Он даже топнул ногой. Он хотел изгнать само имя Равенна из собственной памяти. Тем не менее она возникала в его мыслях словно навязчивая мелодия.
Да, – она молода и женственна, сказал он себе. Сущий младенец во многом. И все же…
Глаза Ниалла потемнели. Сегодня там, на поляне, он как будто бы заметил в этой" девчонке нечто вовсе не юное. Эта грусть и спокойное достоинство делали Равенну старше своих лет. И поведение ее заинтриговало Ниалла, потому что было таким неожиданным. И таким женственным.
Ему это вовсе не нравилось: Равенна не оставляла его мыслей – как тайна, которая требовала разрешения. А тайна, подсказывал Ниаллу инстинкт, вещь опасная. В ней суть женской природы. Она привлекает мужчину, предоставляет ему новые и новые разгадки, и вдруг ловушка захлопывается, оставляя его в лабиринте, соблазненного, раздраженного, и тем не менее исполненного глубокой благодарности за право пребывать в тенетах. К крайнему возмущению Ниалла, Равенна, незаконнорожденная, избавленная от трудов в поле или таверне лишь его собственным благородством, хранила в себе подобную тайну. И это тревожило его.
Челюсть графа напряглась. Бритва снова остановилась. Заметив это, он постарался расслабиться.
Союз между ними просто нельзя представить. Он – человек современный, грамотный, образованный. Мыслитель. И не старикам с их предрассудками определять ход его жизни. Потом, даже если бы он искренне верил в гейс и избранная судьбой невеста повергала его в восторг, у них все равно ничего не получилось бы. Из этой девушки получится не жена, а несчастье. Такие не выходят за графов, даже если забыть про ее бедность и принадлежность к низшим слоям общества… Она слишком открыта, слишком вызывающе ведет себя. Это сохранилось в Равенне с детских лет. Ниалл прекрасно помнил, какой застал ее у себя дома. Еще совсем девчонка, нескладный уличный сорванец, так же как и сегодня босоногая и испачкавшая лицо, она глядела на него сверкающими как бриллианты глазами… Лисица, попавшая в ловушку, ждущая дрессировщика.

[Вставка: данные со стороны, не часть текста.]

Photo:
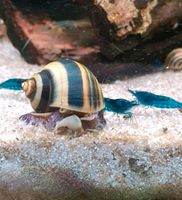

Он вспомнил про свое отражение – про лицо, медленно открывавшееся над рукой камердинера. Теперь дитя это сделалось женщиной. В этом трудно было усомниться, Ниалл невольно представил себе Равенну, какой увидел ее в лесу… Порванная блузка, хрупкая женственная ключица, полнота и округлость ее грудей.
Ниалл зажмурился – не желая видеть и собственное отражение в зеркале, и ее – в памяти. Он не хотел иметь с ней никаких дел. Девица эта провела несколько лет в изысканной английской школе, однако и там не сумели избавить ее от кельтской дикости. Нахальная пигалица превратилась во взрослую женщину и вновь попалась в его владениях… босоногая, с перепачканным землей лицом и искрящимися глазами. Даже мысль о браке отпрыска древнего рода и дикой ирландской селянкой была за пределами всего мыслимого. Потом не избавиться и от разницы в возрасте. Девушке девятнадцать, а ему уже сорок. Кроме того, он никогда особенно не интересовался юными девицами. То, что Равенна из глупой девчонки превратилась в красавицу, ничего не значит. Она слишком молода, слишком неопытна… и неотесана, чтобы заинтересовать его.
Ниалл скрипнул зубами, когда горячее полотенце легло на выбритые щеки. Гнев снова пробуждался в его душе. Проклятый гейс, место его в аду. Он не собирается сдаваться предрассудкам. Да и вообще смешно – завоевывать любовь этой девчонки. Конечно, он может жениться на ней, может лечь с ней в постель, соблазнить ее деньгами и положением; однако на юных особах женятся только те, кто стремится доказать собственную молодость или мужественность, что вовсе не входило в его намерения. Его звала только любовь, а в данном случае на нее трудно было надеяться. Трудно, а, может, и невозможно найти девушку ее лет, которая искренне отдаст свою любовь человеку, годящемуся ей в отцы. Он не собирался даже иметь возможность выполнить предписание гейса, и в глубинах души, пожалуй, полагал, что испытывает облегчение от невозможности его выполнить. Двадцать лет потратил он на бунт против самой возможности брака с этой крохой и дорого заплатил за это – если верен гейс. Мрачные размышления Тревельяна обратились к двумя могильным камням на фамильном кладбище.
Камердинер поднял с лица горячее полотенце. Тревельян поглядел в зеркало – на собственное лицо, и мысли его снова вернулись к Ней.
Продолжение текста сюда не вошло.